La bella surge del mar
Más allá del realismo de la novela y el cine negros, con su conocida perspectiva crítica sobre la sociedad tan del gusto de los «bolcheviques de salón», en el mismo entorno forjado por sus estilemas se encuentran películas tan peculiares como esta. Dirigida por Gerd Oswald (1919-1989), sobre un guión de Robert Blees (1925), inspirada en una novela del embriagado Fredric Brown (1906-1972), constituye una auténtica obra maestra del género con toques expresionistas. Gerd Oswald, que dirigió en tres ocasiones a la bellísima Anita Ekberg, no ha hecho una «adaptación fiel» de la novela al film. Blees, guionista preclaro (El regreso del Doctor Phibes u Obsesión) se ha encargado de «traicionar», con el ofídico oficio de los viejos artesanos de Hollywood, la por otro lado excelente aportación al género del hombre de Cincinnati. El film se centra en Yolanda: una bella bailarina de cabaret que resulta apuñalada una noche por un desconocido atacante. Un periodista especializado en la vida nocturna de Chicago realizará una investigación tanto sobre su agresión, de la que es en cierto modo testigo, como de otras que acabaron en muerte de muchachas similares físicamente a la interfecta.

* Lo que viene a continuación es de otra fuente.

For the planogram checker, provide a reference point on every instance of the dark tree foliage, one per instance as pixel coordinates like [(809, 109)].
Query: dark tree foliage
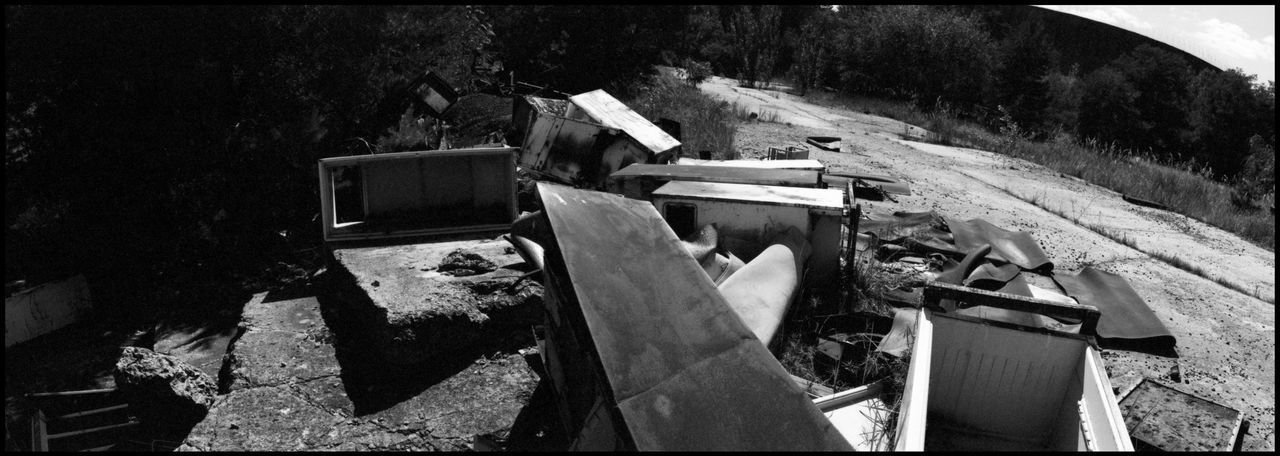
[(909, 51), (147, 135), (1022, 86), (583, 48), (1161, 78), (1223, 115), (1107, 106)]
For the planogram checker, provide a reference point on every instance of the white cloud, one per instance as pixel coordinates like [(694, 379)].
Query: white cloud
[(1229, 39), (1111, 16)]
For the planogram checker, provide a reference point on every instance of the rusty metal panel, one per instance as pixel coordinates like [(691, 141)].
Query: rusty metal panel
[(417, 194), (681, 368), (435, 95), (1162, 418), (645, 178), (603, 108), (577, 151)]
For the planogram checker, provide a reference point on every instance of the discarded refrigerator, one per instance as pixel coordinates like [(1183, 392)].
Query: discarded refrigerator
[(977, 384), (417, 194)]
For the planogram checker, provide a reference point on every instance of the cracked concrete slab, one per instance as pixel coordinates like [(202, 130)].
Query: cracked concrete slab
[(412, 311), (298, 386)]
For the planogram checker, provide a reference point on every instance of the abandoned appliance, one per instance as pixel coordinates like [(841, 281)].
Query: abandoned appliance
[(639, 181), (42, 309), (640, 349), (434, 95), (746, 215), (417, 194), (789, 153), (978, 384)]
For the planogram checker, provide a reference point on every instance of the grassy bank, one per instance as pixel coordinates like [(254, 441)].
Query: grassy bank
[(1182, 190), (705, 123)]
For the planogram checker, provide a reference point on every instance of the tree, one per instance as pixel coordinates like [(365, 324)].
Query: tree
[(915, 53), (584, 48), (1107, 106), (1223, 115), (813, 50), (1064, 94), (1025, 59), (755, 35), (1161, 80)]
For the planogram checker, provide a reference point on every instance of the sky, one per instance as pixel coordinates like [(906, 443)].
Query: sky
[(1226, 36)]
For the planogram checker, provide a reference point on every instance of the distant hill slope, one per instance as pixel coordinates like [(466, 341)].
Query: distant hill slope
[(1078, 40)]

Su trabajo, tergiversado por su enamoramiento de la bella, le llevará a enfrentarse con un posesivo agente de variedades no menos perdidamente apasionado, con el guardián de la bella (un feroz can llamado Diablo) y perseguir rastros que le llevaran laberínticamente hacia el Minotauro expresados en la estatuilla de una mujer aterrorizada.

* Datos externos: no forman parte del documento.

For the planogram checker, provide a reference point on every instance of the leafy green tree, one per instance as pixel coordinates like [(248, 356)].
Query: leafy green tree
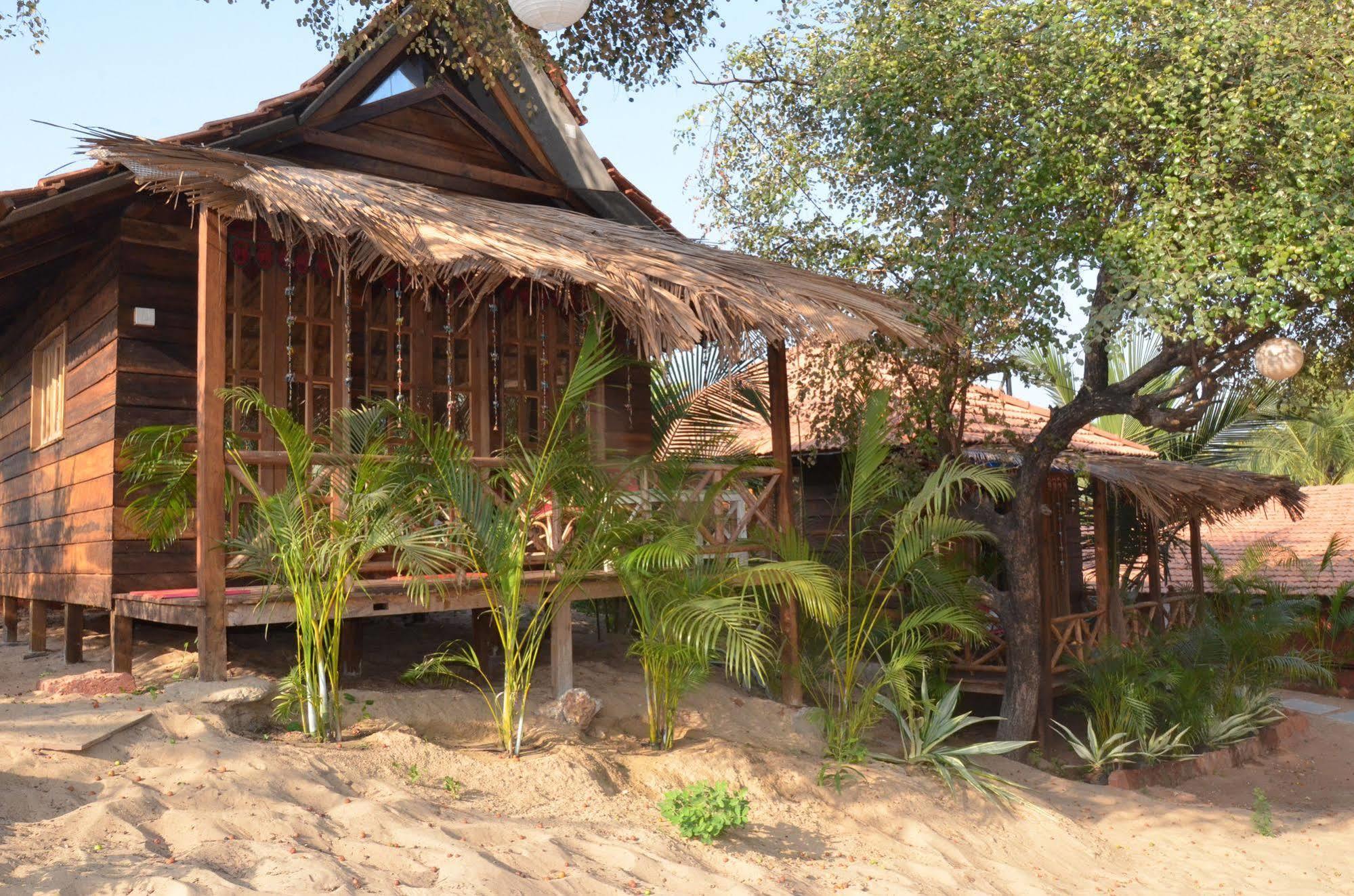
[(1179, 165)]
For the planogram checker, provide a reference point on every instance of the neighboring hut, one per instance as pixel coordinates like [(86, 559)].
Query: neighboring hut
[(1295, 551), (1078, 615), (381, 230)]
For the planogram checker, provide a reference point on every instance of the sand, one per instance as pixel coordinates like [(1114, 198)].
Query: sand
[(191, 802)]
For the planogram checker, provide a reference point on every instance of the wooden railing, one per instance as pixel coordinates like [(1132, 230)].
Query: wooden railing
[(744, 505), (1077, 635)]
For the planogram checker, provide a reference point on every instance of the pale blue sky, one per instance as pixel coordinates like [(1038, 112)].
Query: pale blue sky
[(164, 66)]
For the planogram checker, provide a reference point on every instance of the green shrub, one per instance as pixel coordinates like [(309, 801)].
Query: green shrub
[(704, 811), (1263, 818)]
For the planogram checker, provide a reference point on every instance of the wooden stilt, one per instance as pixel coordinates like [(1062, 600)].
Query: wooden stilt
[(73, 633), (9, 611), (791, 688), (119, 628), (38, 627), (1107, 589), (350, 647), (211, 461), (482, 634), (1154, 572), (562, 649), (1196, 555)]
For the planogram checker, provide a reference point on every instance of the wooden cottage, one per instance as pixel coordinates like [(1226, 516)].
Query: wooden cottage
[(374, 233), (1084, 600)]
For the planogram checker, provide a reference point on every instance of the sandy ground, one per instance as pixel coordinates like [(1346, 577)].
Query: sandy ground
[(184, 805)]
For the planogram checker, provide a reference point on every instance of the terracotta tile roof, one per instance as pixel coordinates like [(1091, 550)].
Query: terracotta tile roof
[(994, 419), (1330, 512), (635, 195)]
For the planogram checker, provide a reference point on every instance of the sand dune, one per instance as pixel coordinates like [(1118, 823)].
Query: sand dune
[(183, 805)]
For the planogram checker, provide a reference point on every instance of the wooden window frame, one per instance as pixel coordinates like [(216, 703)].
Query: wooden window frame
[(42, 397)]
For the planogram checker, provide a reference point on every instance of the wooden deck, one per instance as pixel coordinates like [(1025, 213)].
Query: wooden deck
[(255, 605)]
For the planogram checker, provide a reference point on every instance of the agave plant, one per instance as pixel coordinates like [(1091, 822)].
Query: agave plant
[(894, 546), (496, 521), (1099, 754), (927, 727), (692, 610), (1161, 746)]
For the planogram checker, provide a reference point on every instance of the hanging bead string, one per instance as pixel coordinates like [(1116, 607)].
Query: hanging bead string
[(447, 329), (545, 355), (347, 339), (400, 339), (493, 355), (291, 322)]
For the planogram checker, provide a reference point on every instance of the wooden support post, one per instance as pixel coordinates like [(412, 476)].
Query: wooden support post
[(791, 687), (211, 458), (9, 611), (38, 627), (350, 646), (1107, 586), (484, 634), (121, 633), (562, 647), (1196, 555), (73, 633), (1154, 572)]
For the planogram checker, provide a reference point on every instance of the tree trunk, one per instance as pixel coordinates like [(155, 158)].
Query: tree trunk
[(1020, 611)]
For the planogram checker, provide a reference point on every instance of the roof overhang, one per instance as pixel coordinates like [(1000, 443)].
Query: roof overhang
[(669, 293)]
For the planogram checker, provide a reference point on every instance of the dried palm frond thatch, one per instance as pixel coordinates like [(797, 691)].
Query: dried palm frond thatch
[(1172, 490), (671, 293)]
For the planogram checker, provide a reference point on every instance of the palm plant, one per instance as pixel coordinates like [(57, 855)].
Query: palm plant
[(927, 726), (1313, 446), (692, 610), (702, 397), (895, 553), (343, 504), (496, 523)]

deidades agazapadas en la causalidad


La bella surge del mar en las primeras escenas como la diosa Afrodita, luego caminará solitaria y nocturna acompañada por su Cerbero, como una Hécate transfigurada, para cumplir su destino entre los mortales. Los números de cabaret, esplendorosos y llenos de misterio gracias a una fotografía excelente y a la magia del blanco y negro, a los que hay que añadir una inexistente por completo en la novela subtrama lésbica protagonizada por la magistral Gypsy Rose Lee, cuya interpretación de «Put the Blame on Mame» es inquietante, convierten el visionado en una experiencia casi mística.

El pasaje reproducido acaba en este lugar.